Ms. Niles: We are very pleased to be working with Us TOO so that patients who contact PAN for assistance can benefit from the range of services that the organization provides. Financial assistance is obviously very important, and it removes barriers to care. But patients, especially when first diagnosed, have many questions about their illness. Addressing those concerns is beyond PAN’s mission, but it’s not beyond what we want to do for patients.
We have aligned with Us TOO which helps patients have a conversation about their illness, medication adherence, and provides a range of support services.
We have close to 20 alliances with various leading patient advocacy organizations to provide this level of support for patients.
Does Medicare refer patients to you?
Mr. Klein: Medicare does. If you go to http://www.cms.gov, they have a whole page that refers people to PAN and programs like PAN.
Do you have any advice for patients who face these issues?
Mr. Klein: There is help available. Patients should not get frustrated or despondent. If a patient calls PAN and we can’t help them, we’ll try to refer them to someone who can.
Ms. Niles: I think it’s really important for patients to have conversations around cost. It’s a difficult conversation to have with their physician or the staff in his or her office. We don’t want patients to refuse treatment because of costs or do things like cut pills in half, delay treatment, or go into medical debt and bankruptcy because of the cost. They should have these conversations and know that resources exist to help them.
Why are patients hesitant to have these conversations?
Mr. Klein: Someone who’s provided for himself for most of his adult life who then gets diagnosed may feel isolated and stigmatized in terms of asking for help. For people who are older, it can feel uncomfortable. Patient advocacy groups like Us TOO and charities like PAN can help them navigate these issues as well.
I imagine there must be a lot of fear involved. Not only are you struggling to pay for your medication, but what is it going to mean for your financial future?
Mr. Klein: Healthcare cost is still one of the leading causes of personal bankruptcy in the US.
Is that more problematic among, for example, older patients who are perhaps on a fixed income?
Mr. Klein: Yes. It’s more problematic for older patients who have serious illnesses because they aren’t able to recover financially. They may not have the ability to go back to work. They may not have a lot of assets. It’s a challenge across the board.

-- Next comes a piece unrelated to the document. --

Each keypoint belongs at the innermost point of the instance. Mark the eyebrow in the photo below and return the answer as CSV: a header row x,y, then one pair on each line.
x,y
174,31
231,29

From a public policy perspective, we’re concerned that an increasing number of people have difficulty meeting the deductibles, copays, and coinsurance. And yet, the direction that the insurance industry and the government have taken is not going to make that problem go away anytime soon. We’re worried about the current situation and even more worried about what may come in the next year or two.
What about people who would like to donate?
Mr. Klein: Like any not-for-profit, we are happy to get donations from all sources. Because of the amount of money that’s needed to support the large number of patients who need help, the drug manufacturers are our main source of support. Without their help, we wouldn’t be able to provide the number of grants that we do.